Le Gouvernement propose :
- D’étendre les missions de services publics au secteur privé !
- De passer d’une logique de moyens, c'est-à-dire d’un budget qui répond aux missions, à une logique de résultat, c'est-à-dire un budget qui se détermine par l’activité et les résultats financiers.
- De recruter des médecins hospitaliers sur la base de contrat d’objectifs et de moyens qui les contraindront de respecter les objectifs financiers.
- Les modalités d’administration de l’hôpital seront une nouvelle fois bouleversées :
o en supprimant les prérogatives du conseil d’administration au profit d’un pouvoir administratif et en affaiblissant le pouvoir des élus locaux
o en consacrant le Directeur comme seul pilote et en contractualisant ses fonctions pour instituer des règles de gestion privée.

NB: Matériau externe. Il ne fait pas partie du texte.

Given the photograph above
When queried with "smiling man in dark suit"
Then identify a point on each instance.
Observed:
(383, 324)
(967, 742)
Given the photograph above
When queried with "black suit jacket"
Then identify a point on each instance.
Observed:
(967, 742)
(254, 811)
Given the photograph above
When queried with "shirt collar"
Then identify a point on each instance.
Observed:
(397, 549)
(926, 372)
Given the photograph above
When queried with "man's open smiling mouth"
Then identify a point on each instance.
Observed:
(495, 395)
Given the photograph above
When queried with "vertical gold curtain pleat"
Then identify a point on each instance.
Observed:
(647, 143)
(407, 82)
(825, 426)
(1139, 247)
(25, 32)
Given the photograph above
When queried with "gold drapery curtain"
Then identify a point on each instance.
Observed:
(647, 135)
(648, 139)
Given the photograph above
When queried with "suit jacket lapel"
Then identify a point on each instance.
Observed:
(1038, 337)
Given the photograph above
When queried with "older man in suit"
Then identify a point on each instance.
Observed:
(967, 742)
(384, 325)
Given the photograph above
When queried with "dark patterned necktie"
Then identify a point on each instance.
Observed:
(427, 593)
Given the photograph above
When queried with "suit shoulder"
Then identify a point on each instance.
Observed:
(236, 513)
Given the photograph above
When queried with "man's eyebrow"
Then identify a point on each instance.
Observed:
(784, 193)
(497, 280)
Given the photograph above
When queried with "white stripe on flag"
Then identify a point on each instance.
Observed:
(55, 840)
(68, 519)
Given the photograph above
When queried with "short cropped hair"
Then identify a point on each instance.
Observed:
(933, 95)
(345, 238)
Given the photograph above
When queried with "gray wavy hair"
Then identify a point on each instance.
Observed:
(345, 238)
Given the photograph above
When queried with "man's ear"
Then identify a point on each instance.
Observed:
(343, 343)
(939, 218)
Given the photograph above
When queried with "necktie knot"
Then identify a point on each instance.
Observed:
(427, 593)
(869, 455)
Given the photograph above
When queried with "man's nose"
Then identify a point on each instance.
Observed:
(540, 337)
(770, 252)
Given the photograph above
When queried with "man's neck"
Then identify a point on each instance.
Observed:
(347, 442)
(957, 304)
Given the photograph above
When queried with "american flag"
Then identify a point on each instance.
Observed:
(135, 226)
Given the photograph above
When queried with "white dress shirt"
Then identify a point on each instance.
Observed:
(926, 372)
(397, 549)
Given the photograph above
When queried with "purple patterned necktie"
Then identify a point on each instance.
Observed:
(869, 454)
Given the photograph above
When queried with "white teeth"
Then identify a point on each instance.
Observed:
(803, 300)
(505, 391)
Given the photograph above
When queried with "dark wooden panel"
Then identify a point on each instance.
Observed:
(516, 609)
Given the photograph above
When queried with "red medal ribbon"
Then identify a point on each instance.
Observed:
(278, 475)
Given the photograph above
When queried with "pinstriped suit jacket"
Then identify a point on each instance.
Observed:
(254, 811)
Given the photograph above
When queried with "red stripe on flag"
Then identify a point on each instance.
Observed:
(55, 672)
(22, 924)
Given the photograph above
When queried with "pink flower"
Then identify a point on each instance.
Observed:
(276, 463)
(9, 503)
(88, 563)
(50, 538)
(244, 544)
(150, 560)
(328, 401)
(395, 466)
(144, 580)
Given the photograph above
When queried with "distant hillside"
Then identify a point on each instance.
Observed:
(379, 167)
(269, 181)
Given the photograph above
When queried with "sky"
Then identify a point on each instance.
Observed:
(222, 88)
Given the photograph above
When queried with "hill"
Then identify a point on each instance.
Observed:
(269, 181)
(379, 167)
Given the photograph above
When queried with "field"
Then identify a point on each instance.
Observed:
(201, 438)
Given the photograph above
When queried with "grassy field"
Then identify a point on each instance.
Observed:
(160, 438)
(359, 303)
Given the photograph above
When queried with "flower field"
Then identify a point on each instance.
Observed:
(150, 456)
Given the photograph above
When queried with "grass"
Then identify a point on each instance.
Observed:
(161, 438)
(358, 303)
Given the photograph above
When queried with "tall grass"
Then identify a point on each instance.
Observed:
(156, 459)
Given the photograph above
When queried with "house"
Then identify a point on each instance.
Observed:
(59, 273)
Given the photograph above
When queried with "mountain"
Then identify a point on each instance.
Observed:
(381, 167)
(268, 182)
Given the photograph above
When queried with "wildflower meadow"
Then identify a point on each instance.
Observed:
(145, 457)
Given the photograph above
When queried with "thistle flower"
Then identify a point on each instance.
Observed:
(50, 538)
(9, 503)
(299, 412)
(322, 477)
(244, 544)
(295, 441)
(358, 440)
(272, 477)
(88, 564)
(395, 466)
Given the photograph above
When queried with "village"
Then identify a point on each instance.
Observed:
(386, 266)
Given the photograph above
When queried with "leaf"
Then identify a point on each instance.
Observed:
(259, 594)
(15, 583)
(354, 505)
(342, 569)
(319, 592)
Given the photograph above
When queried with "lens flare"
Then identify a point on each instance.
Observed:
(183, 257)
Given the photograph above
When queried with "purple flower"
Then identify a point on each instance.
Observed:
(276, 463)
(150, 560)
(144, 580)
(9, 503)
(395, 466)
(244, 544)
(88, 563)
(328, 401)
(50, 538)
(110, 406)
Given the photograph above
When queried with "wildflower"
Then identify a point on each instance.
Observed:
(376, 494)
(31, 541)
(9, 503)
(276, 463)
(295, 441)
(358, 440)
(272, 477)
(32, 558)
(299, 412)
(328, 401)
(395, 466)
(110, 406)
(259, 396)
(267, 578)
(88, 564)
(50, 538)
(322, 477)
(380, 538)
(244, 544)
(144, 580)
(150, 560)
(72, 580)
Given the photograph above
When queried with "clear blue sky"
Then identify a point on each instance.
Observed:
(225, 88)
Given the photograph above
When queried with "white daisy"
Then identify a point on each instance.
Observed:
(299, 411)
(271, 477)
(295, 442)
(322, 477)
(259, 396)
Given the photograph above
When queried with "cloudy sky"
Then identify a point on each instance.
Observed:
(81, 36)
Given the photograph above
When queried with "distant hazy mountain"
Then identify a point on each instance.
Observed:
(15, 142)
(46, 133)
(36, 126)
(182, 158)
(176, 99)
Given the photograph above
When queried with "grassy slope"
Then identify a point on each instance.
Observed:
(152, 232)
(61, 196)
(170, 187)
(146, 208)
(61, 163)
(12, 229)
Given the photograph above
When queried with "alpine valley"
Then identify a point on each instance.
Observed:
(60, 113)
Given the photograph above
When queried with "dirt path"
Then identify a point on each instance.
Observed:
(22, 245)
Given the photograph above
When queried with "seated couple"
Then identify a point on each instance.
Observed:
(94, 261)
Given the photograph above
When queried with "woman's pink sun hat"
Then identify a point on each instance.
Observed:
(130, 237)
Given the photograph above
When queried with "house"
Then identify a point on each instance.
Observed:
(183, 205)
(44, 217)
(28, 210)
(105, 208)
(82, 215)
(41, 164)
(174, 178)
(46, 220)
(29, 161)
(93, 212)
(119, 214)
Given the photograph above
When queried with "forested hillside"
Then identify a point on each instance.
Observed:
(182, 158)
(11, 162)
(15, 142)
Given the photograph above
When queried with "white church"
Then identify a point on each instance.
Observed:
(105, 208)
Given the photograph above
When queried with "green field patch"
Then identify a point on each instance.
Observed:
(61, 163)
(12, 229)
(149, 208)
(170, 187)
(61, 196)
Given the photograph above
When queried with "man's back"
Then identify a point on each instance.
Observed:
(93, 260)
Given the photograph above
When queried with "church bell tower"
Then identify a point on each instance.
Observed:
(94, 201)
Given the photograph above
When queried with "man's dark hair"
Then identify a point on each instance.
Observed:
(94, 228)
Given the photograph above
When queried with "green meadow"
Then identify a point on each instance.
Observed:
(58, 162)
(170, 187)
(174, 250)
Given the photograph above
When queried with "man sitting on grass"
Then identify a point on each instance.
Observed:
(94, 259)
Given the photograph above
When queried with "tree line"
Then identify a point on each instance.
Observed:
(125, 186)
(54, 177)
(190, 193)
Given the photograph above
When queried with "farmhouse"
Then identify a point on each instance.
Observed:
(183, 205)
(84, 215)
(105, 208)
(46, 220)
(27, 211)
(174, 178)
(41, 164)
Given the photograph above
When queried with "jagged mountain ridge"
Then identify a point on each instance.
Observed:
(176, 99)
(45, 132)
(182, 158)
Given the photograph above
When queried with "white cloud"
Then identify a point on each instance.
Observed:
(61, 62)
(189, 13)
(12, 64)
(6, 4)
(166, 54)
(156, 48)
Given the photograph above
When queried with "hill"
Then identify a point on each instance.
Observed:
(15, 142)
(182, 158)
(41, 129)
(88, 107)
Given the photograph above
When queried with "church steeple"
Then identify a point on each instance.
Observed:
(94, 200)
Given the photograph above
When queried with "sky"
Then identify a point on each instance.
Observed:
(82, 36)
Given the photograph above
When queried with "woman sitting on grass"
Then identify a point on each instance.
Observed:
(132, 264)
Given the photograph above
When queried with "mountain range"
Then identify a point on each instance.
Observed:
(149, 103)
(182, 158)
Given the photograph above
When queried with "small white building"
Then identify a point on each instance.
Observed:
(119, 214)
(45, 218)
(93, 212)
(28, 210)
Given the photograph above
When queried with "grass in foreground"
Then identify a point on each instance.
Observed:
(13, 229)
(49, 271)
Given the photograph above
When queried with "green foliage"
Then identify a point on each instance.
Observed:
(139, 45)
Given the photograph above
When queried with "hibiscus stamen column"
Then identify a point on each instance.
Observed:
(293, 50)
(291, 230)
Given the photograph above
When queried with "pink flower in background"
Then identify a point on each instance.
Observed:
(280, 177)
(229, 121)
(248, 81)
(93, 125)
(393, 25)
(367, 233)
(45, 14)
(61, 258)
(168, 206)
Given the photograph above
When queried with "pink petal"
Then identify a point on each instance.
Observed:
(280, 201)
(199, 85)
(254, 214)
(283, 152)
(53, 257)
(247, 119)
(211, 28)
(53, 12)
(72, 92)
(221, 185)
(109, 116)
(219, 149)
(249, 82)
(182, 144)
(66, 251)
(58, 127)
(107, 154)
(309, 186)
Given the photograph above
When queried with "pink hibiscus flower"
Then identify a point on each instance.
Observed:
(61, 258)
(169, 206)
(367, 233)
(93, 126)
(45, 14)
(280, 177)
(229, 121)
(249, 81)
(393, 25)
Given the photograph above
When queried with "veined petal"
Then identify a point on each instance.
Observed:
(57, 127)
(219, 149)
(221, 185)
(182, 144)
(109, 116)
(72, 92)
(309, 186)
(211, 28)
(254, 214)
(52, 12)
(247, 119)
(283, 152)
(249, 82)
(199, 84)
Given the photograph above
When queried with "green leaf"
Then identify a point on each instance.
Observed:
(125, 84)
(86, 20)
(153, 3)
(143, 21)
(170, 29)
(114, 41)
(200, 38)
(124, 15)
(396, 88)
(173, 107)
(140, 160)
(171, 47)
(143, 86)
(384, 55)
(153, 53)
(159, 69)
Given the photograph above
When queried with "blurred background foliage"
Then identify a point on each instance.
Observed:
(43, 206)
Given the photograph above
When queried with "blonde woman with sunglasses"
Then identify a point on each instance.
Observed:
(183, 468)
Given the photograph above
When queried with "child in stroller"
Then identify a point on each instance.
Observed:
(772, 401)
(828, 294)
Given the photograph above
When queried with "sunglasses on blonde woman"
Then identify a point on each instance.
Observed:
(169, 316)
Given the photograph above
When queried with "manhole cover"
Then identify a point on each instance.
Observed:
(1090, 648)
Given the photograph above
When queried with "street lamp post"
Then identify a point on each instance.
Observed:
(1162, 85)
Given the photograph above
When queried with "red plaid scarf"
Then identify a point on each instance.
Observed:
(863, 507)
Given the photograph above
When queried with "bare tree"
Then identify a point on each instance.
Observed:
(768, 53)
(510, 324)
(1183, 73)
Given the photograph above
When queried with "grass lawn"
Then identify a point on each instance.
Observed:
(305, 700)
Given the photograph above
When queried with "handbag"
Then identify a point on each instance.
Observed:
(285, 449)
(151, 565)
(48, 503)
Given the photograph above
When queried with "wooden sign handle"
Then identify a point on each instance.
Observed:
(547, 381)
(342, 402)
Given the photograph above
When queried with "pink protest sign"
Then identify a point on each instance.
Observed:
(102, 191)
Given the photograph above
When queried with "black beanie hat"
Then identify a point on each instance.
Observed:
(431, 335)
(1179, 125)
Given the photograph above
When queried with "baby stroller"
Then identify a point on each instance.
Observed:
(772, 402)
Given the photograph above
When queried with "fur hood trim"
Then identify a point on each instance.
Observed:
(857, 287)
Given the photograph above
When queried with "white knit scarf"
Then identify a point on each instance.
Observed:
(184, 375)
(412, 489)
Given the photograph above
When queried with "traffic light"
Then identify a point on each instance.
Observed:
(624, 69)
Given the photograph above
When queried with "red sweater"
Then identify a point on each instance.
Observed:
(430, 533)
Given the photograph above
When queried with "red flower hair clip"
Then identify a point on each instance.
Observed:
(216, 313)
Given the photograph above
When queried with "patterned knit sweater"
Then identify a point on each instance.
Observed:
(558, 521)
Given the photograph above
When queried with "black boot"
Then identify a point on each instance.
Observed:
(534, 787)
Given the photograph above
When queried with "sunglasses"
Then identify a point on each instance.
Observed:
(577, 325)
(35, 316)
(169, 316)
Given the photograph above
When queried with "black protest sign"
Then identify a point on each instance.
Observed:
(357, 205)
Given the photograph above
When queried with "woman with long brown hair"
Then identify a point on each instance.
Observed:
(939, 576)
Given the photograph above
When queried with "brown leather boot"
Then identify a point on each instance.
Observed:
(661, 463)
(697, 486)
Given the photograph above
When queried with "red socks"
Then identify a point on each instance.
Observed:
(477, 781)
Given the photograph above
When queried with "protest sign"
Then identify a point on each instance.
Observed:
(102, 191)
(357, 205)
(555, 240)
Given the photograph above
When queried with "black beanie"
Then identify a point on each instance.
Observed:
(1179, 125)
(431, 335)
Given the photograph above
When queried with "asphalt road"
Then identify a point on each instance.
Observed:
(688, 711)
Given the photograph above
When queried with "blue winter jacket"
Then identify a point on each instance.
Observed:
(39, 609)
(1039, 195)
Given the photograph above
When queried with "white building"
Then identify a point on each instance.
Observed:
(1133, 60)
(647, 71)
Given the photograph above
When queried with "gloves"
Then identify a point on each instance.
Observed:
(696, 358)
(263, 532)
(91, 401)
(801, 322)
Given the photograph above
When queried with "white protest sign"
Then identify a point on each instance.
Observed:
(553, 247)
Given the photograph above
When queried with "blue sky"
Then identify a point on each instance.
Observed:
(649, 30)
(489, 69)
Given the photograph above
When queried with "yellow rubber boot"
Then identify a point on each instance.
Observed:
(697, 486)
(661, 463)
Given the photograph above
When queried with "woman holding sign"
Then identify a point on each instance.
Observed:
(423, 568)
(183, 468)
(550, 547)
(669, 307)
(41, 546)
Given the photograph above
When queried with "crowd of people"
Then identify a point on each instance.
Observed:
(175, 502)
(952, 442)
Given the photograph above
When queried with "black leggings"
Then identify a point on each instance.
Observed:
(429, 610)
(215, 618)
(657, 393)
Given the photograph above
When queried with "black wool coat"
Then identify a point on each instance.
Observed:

o En éclatant les services hospitaliers en pôles qui auront une autorité fonctionnelle, c’est-à-dire des pouvoirs sur les équipes médicales, soignantes et administratives qui relevaient jusqu’alors au directeurd’hôpital.
o En voulant mettre en place l’intéressement financier des personnels aux résultats du pôle.
- La constitution de communautés de territoires sans assurer aucune garantie aux personnels sur leur affectation.
- La mise en place de règle de gestion et de gouvernance du secteur privé. Par exemple l’idée de certifier les comptes par un cabinet privé, alors qu’ils sont contrôlés par le trésor public et la chambre régionale des comptes.
- La mise en place forcée de communauté hospitalière de territoire (C.H.T.) imposant le rapprochement avec le secteur privé
- La mise en place d’une Agence Régionale de Santé qui va « étatiser » la sécurité sociale voulant ainsi à terme, distinguer la solidarité et la couverture individuelle qui serait assurée par des assureurs privés.
Ce projet de Loi est dans la continuité de la réforme générale de la Politique Publique qui a présidé la suppression des tribunaux, des casernes, et aujourd’hui des hôpitaux.
Cette Loi, si elle est votée en l’état, ne résoudra en rien le déficit de la sécurité sociale et réduira la place de l’hôpital public dans le dispositif de soins.
En clair, le Gouvernement met l’hôpital public dans les rails de la privatisation, comme la Poste. La santé ne saurait être confiée au seul secteur marchand.